Capítulo 7 - La Razón

233 48 38
                                    

Aunque aquel soporte férreo de percha rota y oxidada no llegó a traspasarme ningún órgano vital, y aunque la propia herida estaba completamente sanada para cuando desperté, sí notaba mis sentimientos realmente dañados por lo ocurrido.

Angustia, intranquilidad, arrepentimiento, confusión... fueron algunos de los estados de ánimo que me asaltaron durante las tres siguientes semanas; una época dura en que mi sire apenas reparó en mí. No me dirigía la palabra más que lo mínimo, no aceptaba mis acercamientos sexuales ni se me ofrecía, no me regalaba muestras de cariño ni se dignó a iluminarme con algún retazo de su secular sabiduría cainita.

¿Tanto le dolió que le hiciera burla con el tema de un posible enamoramiento con Lobo, usando el cariñoso apelativo que aquel usaba para referirse a él?

Durante ese tiempo, empecé siendo una especie de cachorrillo temeroso que sigue a su madre por toda la guarida, arrastrándose y tratando de llamar su atención desde una indigna dependencia lastimera. Pero, al cabo de una semana, mi patético malestar fue sustituyéndose por rabia; sobre todo porque el hambre me asaltó con virulencia y tuve que salir a cazar.

Busqué al facha dependiente por si había retornado pero, mala suerte, no coincidí con él. Un adolescente recién duchado y perfumado fue mi primera víctima; no tendría más de quince años. Probablemente había quedado tarde en la noche para verse en privado con su pareja e intimar más por primera vez, pues su sangre me deleitó con el aroma de una virginidad indeseada que pensaba aniquilar. No lo maté, tanto por miedo a la Bestia como por respeto a mí mismo y a mis deseos de no convertirme en un asesino en serie.

Cada pocos días (dos, cinco... según mi cuerpo aguantase) volví a salir a buscar sustento, y nunca me dejé dominar por mis bajos instintos más allá de donde yo mismo deseaba. No dejaba rastros de heridas, y aprendí rápidamente a provocarles una amnesia temporal que, junto con el mareo proveniente de la debilidad a causa del desangramiento, no pudiera explicarse por causa del alcohol, una bajada de tensión o la incubación de algún resfriado o similar.

Casi siempre los buscaba jóvenes, sanos y de buen ver. ¿Por qué? Me pregunté en alguna ocasión. Quizá tuviera que ver con mi primaria orientación sexual de cuando era humano, que implicaría por siempre una insuperable atracción por la belleza masculina y por el turgente sabor viril de sus variados fluidos vitales. Léase que no me limitaba a tomar su plasma bermejo, sino que hice mi deleite de la obtención (y remarco, la obtención) de su más íntima ambrosía.

Cierto que, comparado con un buen sorbo de sangre, la voluntaria descarga no era más que un aperitivo y, por ello, si deseaba mantener mi hambre a raya a base de este manjar, debía asaltar al menos a cinco o seis jovencitos que satisficieran mi estómago. A algunos, los más enardecidos, podía sacarles dos o incluso tres dosis antes de permitir que se alejasen hacia la seguridad de sus anodinas vidas mortales, bamboleándose tanto por el placer sobrehumano como por la influencia mental a la que les sometía para no recordar más que un borroso encuentro en las sombras que siempre ansiarían repetir.

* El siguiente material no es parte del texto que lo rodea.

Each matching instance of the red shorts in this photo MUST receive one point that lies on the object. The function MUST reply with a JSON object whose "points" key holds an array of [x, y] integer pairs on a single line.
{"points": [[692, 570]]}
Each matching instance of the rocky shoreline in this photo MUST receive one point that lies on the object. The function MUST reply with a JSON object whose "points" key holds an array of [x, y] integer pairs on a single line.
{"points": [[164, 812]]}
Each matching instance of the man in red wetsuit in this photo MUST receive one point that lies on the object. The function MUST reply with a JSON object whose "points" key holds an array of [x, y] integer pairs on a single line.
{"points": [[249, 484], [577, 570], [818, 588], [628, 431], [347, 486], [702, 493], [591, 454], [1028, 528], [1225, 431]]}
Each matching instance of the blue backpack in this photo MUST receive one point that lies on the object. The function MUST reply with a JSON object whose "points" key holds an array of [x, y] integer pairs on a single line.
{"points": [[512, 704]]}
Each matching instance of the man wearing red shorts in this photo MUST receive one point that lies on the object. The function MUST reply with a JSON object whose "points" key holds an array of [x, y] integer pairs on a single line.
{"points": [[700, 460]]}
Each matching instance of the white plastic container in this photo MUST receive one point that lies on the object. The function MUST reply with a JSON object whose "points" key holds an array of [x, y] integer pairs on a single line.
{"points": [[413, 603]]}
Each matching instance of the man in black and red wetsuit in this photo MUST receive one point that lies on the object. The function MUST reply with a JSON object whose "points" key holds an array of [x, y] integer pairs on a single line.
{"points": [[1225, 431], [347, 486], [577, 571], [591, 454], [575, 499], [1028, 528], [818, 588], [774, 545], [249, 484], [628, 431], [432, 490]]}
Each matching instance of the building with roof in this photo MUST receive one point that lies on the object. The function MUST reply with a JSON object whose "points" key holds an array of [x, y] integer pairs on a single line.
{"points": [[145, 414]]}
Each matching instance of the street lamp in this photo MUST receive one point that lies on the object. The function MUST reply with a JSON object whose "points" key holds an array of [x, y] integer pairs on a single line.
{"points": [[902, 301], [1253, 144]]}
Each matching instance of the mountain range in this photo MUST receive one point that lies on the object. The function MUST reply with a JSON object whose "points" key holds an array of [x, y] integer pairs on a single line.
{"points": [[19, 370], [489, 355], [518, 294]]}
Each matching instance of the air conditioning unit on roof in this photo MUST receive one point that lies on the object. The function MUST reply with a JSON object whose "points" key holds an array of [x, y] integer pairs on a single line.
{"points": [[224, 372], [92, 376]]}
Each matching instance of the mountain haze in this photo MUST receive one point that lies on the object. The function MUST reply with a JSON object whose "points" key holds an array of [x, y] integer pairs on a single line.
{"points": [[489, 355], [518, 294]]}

Umbra pintaba sombrías y lacónicas representaciones poéticas de cualquier bodegón mental que tuviera en mente, y desaparecía a menudo para llevar a cabo sus recados, quehaceres o labores, ya fueran asuntos particulares u obligaciones dentro de la propia Camarilla. Seguía enfadado conmigo, pero puedo asegurar que le notaba igualmente molesto consigo mismo; y, pese a ello, solía controlarme para confirmar que me había alimentado y que llegaría a tiempo al refugio antes del amanecer.

De alguna manera, me fui acostumbrado a este trato; creí que lo mío con mi sire (fuera lo que fuese) había llegado a su fin. No tenía muy claro si esto había sido una relación de amantes, padre e hijo, maestro y alumno, señor y lacayo... o amo y esclavo; o quizá un poco de todo. Pero lo cierto es que, sentí un profundo alivio aquella tercera semana cuando, sin venir a cuento, Umbra se me acercó mientras yo miraba noticias en el nuevo smartphone que me había agenciado y me puso la mano sobre la testa, entrelazando sus finos dedos ente mi cabello y acariciándome con indudable aprecio. —Buenas noches.